Eminência, com surpreendente periodicidade, há várias décadas, voltam a aparecer no debate público algumas questões eclesiais, sempre as mesmas. A que se deve este fenómeno?Cardeal Piacenza: Sempre, na história da Igreja, houve movimentos “centrífugos”, que tendem a “normalizar” a excepcionalidade do evento de Cristo e do seu Corpo vivente na história, que é a Igreja. Uma “Igreja normalizada” perderia toda a sua força profética, não diria mais nada ao homem e ao mundo e, de facto, trairia o seu Senhor.
A grande diferença da época contemporânea é doutrinal e midiática. Doutrinalmente, pretende-se justificar o pecado, não confiando na misericórdia, mas deixando-se levar por uma perigosa autonomia que tem o sabor do ateísmo prático; do ponto de vista midiático, nas últimas décadas, as fisiológicas “forças centrífugas” recebem a atenção e a inoportuna amplificação dos meios de comunicação que vivem, de certa maneira, de contrastes.
Deve-se considerar a ordenação sacerdotal das mulheres como uma “questão doutrinal”?Cardeal: Certamente, como todos sabem, a questão já foi tratada por Paulo VI e pelo Beato João Paulo II, e este, com a carta apostólica Ordinatio Sacerdotalis, de 1994, fechou definitivamente a questão.
De facto, afirmou: “Com o fim de afastar toda a dúvida sobre uma questão de grande importância, que diz respeito à própria constituição divina da Igreja, em virtude do meu ministério de confirmar na fé os irmãos, declaro que a Igreja não tem, de forma alguma, a faculdade de conferir a ordenação sacerdotal às mulheres, e que este ditame deve ser considerado como definitivo por todos os fiéis da Igreja”. Alguns, justificando o injustificável, falaram de uma “definitividade relativa” da doutrina até esse momento, mas, francamente, esta tese é tão inusual que carece de qualquer fundamento.

Então, não há lugar para as mulheres na Igreja?Cardeal P: Pelo contrário: as mulheres têm um papel importantíssimo no corpo eclesial e poderiam ter outro mais evidente ainda. A Igreja foi fundada por Cristo e não podemos determinar, nós, os homens, o seu perfil; portanto, a constituição hierárquica está ligada ao sacerdócio ministerial, que está reservado aos homens. Mas absolutamente nada impede de valorizar o génio feminino em papéis que não estão ligados estreitamente ao exercício da ordem sagrada. Quem impediria, por exemplo, que uma grande economista fosse chefe da Administração da Sé Apostólica, ou que uma jornalista competente se tornasse porta-voz da Sala de Imprensa da Santa Sé?
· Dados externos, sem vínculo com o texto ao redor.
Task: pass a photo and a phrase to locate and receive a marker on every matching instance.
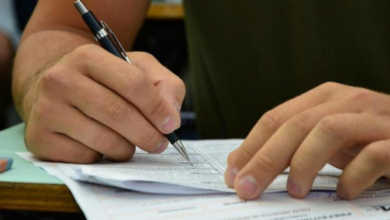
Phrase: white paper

Os exemplos podem-se multiplicar em todos os desempenhos não vinculados à ordem sagrada. Há uma infinidade de tarefas em que o género feminino poderia realizar uma grande contribuição! Outra coisa é conceber o serviço como um poder e procurar, como o mundo faz, as “cotas” de tal poder. Considero, além disso, que o menosprezo do grande mistério da maternidade, que está a ser realizado nesta cultura dominante, tenha um papel muito importante na desorientação geral que existe com relação à mulher. A ideologia do lucro reduziu e instrumentalizou as mulheres, não reconhecendo a maior contribuição que estas, indiscutivelmente, podem dar à sociedade e ao mundo.
A Igreja, além disso, não é um governo político no qual é justo reivindicar uma representação adequada. A Igreja é outra coisa, a Igreja é o Corpo de Cristo e, nela, cada um é membro segundo o que Cristo estabeleceu. Por outro lado, a Igreja não é uma questão de papéis masculinos ou femininos, mas de papéis que implicam, por vontade divina, a ordenação ou não. Tudo o que um fiel leigo pode fazer, uma fiel leiga também pode fazer. O importante é ter a preparação específica e a idoneidade; ser homem ou mulher não é relevante.
Mas pode haver uma participação real na vida da Igreja, sem atribuições de poder efectivo e de responsabilidade?Cardeal: Quem disse que a participação na Igreja é uma questão de poder? Se fosse assim, cometeriam o grande erro de conceber a própria Igreja não como é, divino-humana, mas simplesmente como uma das muitas associações humanas, talvez a maior e mais nobre, pela sua história; e deveria ser “administrada” distribuindo-se o poder.
Nada mais longe da realidade! A hierarquia da Igreja, além de ser de directa instituição divina, deve ser entendida sempre como um serviço à comunhão. Somente um erro, derivado historicamente da experiência das ditaduras, poderia conceber a hierarquia eclesiástica como o exercício de um 'poder absoluto”. Que perguntem isso a quem está chamado a colaborar com a responsabilidade pessoal do Papa pela Igreja universal! São tais e tantas as mediações, consultas, expressões de colegialidade real, que praticamente nenhum acto de governo é fruto de uma vontade única, mas sempre o resultado de um longo caminho, em escuta do Espírito Santo e da preciosa contribuição de muitos.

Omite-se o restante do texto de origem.